The Basque region, with a population of 2.1 million, has been the scene of four decades of bloodshed, with armed pro-separatist group ETA blamed for more than 800 deaths since it launched a violent campaign in the late 1960s to win statehood.
Zapatero told the Spanish Cadena Ser radio that he saw next Sunday's vote as an opportunity to mould a peaceful future.
He promised that if two thirds of the Basque parliament was also in favour, he would support upgraded autonomy by revising existing statutes governing the relationship between Madrid and the regions.
"I am convinced that most of Euskadi [the Basque country] wants to take this opportunity to do away with years of confrontation, to enter a new era. In my view, an end to violence is closer than ever," Zapatero said.
"ETA knows it will not achieve its goals through violence," Zapatero insisted, calling on voters to "embark on a road map for Euskadi".
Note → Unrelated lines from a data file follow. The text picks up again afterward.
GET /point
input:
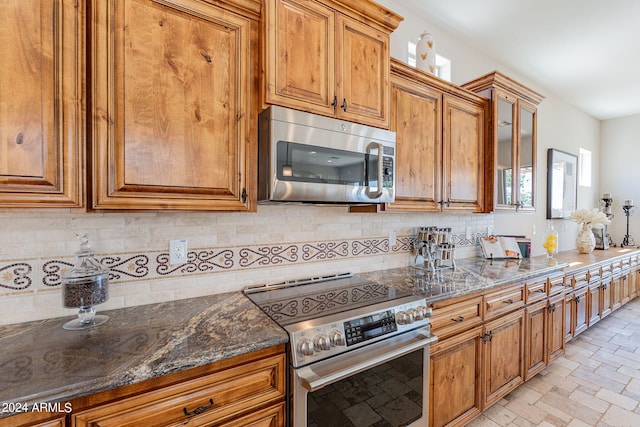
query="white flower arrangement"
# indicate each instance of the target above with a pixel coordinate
(592, 217)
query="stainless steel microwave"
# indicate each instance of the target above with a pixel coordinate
(307, 158)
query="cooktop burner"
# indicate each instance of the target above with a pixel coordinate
(296, 301)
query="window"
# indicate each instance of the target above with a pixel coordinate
(584, 166)
(443, 65)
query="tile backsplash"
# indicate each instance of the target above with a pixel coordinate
(226, 251)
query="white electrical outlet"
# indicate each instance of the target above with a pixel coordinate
(177, 251)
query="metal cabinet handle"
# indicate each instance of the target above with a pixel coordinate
(199, 409)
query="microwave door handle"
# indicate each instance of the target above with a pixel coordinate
(379, 169)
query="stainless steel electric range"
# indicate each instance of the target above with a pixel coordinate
(359, 350)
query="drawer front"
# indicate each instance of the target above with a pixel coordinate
(607, 269)
(269, 417)
(616, 267)
(581, 278)
(556, 284)
(217, 396)
(625, 263)
(535, 291)
(455, 318)
(504, 301)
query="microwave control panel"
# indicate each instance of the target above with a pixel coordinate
(387, 172)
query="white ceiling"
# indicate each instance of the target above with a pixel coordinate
(586, 51)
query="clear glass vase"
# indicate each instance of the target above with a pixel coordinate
(550, 242)
(585, 241)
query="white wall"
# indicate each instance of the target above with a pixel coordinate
(560, 125)
(620, 171)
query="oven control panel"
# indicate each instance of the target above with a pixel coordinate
(322, 338)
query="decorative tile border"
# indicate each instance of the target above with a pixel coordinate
(19, 276)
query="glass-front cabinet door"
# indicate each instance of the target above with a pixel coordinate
(505, 154)
(513, 133)
(526, 157)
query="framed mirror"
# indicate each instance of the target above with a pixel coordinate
(562, 183)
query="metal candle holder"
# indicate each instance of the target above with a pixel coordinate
(606, 202)
(628, 209)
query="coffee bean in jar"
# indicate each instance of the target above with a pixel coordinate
(85, 292)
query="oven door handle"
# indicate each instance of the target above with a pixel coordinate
(379, 170)
(323, 373)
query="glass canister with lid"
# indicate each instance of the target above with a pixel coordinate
(85, 286)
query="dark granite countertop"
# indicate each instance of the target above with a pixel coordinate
(41, 362)
(471, 275)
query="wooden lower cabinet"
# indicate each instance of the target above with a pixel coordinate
(455, 379)
(503, 351)
(594, 302)
(576, 318)
(555, 327)
(270, 417)
(536, 332)
(606, 301)
(634, 283)
(250, 393)
(34, 419)
(620, 285)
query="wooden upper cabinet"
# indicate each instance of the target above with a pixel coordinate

Radical pro-independence voters are furious that Spanish courts have removed hardline nationalist parties from the electoral process, leaving the ruling moderate nationalist coalition poised to score a clear victory, according to latest opinion polls.
The polls show the coalition, dominated by the Nationalist Basque Party (PNV) of Juan Jose Ibarretxe (the 'Lehendakari' or president of the Basque autonomous government) could win an absolute majority, unprecedented since the first regional election 25 years ago.
Ibarretxe is behind a controversial plan to upgrade existing substantial autonomy from Madrid to 'free association' status, but Spain's mainstream parties have rejected what they see as a threat to national cohesion.
Zapatero insisted that "Euskadi needs a Lehendakari who abandons the language of nationalism".
In all, some 1.8 million voters are eligible to cast ballots in the region, which is divided into the provinces of Alava, Guipuzcoa and Vizcaya.
Each province elects 25 legislators on a four-year mandate.
Opinion polls have consistently shown the PNV and its partners - Eusko Alkartasuna (EA) and the Basque section of the ecologist and pro-communist United Left (IU-EB) - winning enough to secure a majority of the 75 seats.
Such a result would strengthen Ibarretxe's hand as he seeks to call a referendum on his free association plan.
Ibarretxe told Telecinco television on Thursday that the election would open "a process of negotiation [with Madrid] ... to usher in a process culminating in the political normalisation of the country".
The run-up to the campaign has been shrouded in controversy after Spain's supreme court earlier this month rejected an appeal by pro-independence party, Aukera Guztiak, against a ban on standing in the election on the grounds that it is deemed close to ETA.
The move followed the banning two years ago of Batasuna, regarded as the political wing of ETA and which is branded a terrorist organisation by the the European Union and the US State Department.
A joint crackdown by Spanish and French police in recent months has triggered a wave of arrests of senior ETA figures, seriously sapping the group's morale.